(MorichesDaily) – As police fanned out across France in search of the hooded gunmen who attacked satirical magazine Charlie Hebdo Wednesday and killed 12 people, thousands have gathered in Paris, with many more protests planned around the world, in a show of support for the victims and freedom of speech.
French police report they have identified the three Islamist gunmen who are suspected in Wednesday’s terrorist attack at a Paris satirical magazine’s office and said one had been convicted of terrorism charges in 2008.
Two officials, speaking on condition of anonymity, named the suspects to the Associated Press as Frenchmen Said Kouachi and Cherif Kouachi, in their early 30s, as well as 18-year-old Hamyd Mourad, whose nationality wasn’t immediately clear.
One of the officials said they were linked to a Yemeni terrorist network.
Cherif Kouachi was convicted in 2008 of terrorism charges for helping funnel fighters to Iraq’s insurgency and sentenced to 18 months in prison.
All three remain at large.
A tactical unit was deployed in an operation about a about 90 miles from Paris in Reims, France, after the attack. Video from BFM-TV showed police dressed in white apparently taking samples inside an apartment. It was not immediately clear who lived there.

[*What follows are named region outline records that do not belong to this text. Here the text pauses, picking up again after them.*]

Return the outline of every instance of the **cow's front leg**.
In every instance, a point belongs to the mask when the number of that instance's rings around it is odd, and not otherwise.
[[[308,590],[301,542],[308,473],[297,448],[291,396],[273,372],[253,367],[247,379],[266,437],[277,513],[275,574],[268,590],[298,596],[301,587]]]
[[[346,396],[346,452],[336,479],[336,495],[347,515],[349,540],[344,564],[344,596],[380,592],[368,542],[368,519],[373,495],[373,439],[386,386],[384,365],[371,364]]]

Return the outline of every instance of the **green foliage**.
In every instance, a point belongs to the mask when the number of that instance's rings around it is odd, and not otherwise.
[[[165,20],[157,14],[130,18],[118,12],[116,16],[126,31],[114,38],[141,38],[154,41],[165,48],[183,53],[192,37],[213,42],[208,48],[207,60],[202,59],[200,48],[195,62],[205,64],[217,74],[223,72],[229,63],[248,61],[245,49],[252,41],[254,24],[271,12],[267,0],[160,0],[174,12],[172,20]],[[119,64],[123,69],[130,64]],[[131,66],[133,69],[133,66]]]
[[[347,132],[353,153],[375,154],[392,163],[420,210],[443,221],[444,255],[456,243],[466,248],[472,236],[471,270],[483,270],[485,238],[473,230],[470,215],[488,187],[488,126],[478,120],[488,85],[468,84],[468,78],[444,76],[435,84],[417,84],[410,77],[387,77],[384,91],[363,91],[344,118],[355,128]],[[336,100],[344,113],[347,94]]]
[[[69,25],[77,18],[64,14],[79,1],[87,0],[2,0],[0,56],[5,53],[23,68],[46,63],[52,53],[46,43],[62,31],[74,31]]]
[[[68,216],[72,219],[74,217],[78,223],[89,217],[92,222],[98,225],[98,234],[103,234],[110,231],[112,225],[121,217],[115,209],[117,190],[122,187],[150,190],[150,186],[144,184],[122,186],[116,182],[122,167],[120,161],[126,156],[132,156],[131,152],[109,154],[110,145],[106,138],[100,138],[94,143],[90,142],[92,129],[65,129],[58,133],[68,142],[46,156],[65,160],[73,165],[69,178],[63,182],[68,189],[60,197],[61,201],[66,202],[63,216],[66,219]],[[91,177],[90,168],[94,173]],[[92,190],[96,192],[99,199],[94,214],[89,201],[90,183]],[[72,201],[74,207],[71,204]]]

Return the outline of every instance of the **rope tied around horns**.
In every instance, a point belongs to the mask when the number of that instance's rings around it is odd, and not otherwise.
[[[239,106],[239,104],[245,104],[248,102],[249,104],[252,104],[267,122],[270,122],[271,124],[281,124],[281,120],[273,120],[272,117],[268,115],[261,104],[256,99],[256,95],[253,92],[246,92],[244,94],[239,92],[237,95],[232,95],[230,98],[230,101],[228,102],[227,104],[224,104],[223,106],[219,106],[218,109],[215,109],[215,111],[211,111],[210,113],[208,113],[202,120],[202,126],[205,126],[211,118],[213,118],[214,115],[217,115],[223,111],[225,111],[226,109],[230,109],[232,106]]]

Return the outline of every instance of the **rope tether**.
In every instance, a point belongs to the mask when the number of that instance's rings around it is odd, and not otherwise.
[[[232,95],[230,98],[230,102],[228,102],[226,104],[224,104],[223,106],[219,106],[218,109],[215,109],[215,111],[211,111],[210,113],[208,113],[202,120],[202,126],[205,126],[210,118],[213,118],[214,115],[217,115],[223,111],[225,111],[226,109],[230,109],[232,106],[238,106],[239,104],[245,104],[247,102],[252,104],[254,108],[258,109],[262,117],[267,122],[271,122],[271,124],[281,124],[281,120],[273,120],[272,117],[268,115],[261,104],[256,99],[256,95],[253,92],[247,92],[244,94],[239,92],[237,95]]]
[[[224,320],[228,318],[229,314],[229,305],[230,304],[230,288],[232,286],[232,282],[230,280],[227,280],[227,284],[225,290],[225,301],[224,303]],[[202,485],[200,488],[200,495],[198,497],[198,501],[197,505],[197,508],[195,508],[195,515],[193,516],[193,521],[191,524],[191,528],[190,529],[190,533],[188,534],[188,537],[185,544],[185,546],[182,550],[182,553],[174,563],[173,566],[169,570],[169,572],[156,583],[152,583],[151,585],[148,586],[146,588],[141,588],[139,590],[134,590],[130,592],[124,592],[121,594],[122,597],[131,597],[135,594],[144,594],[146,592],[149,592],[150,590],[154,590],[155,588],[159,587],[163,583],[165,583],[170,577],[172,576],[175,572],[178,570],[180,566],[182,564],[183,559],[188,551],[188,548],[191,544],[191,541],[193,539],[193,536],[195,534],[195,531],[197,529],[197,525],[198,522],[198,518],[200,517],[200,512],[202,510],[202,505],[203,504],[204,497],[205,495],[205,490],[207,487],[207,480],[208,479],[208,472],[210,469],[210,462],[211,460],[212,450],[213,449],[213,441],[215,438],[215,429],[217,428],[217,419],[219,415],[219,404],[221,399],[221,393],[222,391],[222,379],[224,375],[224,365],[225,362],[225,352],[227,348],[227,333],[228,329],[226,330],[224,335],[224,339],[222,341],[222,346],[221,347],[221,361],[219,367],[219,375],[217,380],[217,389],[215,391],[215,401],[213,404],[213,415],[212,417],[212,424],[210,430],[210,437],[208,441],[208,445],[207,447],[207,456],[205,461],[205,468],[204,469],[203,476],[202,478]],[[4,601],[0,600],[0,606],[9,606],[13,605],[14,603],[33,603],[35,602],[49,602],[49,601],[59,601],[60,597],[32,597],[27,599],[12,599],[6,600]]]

More than 5,000 people have gathered at Place de la République, a large square in the center of the French capital, with many bearing the phrase – which translates as “I am Charlie” in English.
Others used slogans such as “press freedom has no price” and “Charb mort libre” (Charb died free), a reference to the magazine’s editor Stephane Charbonnier, one of four cartoonists killed by the terrorists.
At least 20,000 people also gathered in the French cities of Lyon and Toulouse.
We stand in solidarity with the people of France in the wake of today's horrific terror attack on #CharlieHebdo, our values & our freedoms.
— Andrew Cuomo (@NYGovCuomo) January 7, 2015
French newspaper Le Monde stated that a protest was planned Wednesday evening in New York City at Union Square. NYPD Commissioner Bill Bratton said there is no direct threat against New York City after the terror attack.
Since the attack, extra officers have been stationed at various locations throughout the city, including the French Consulate. Deputy Commissioner for Intelligence and Counter Terrorism John Miller said the NYPD is taking precautions.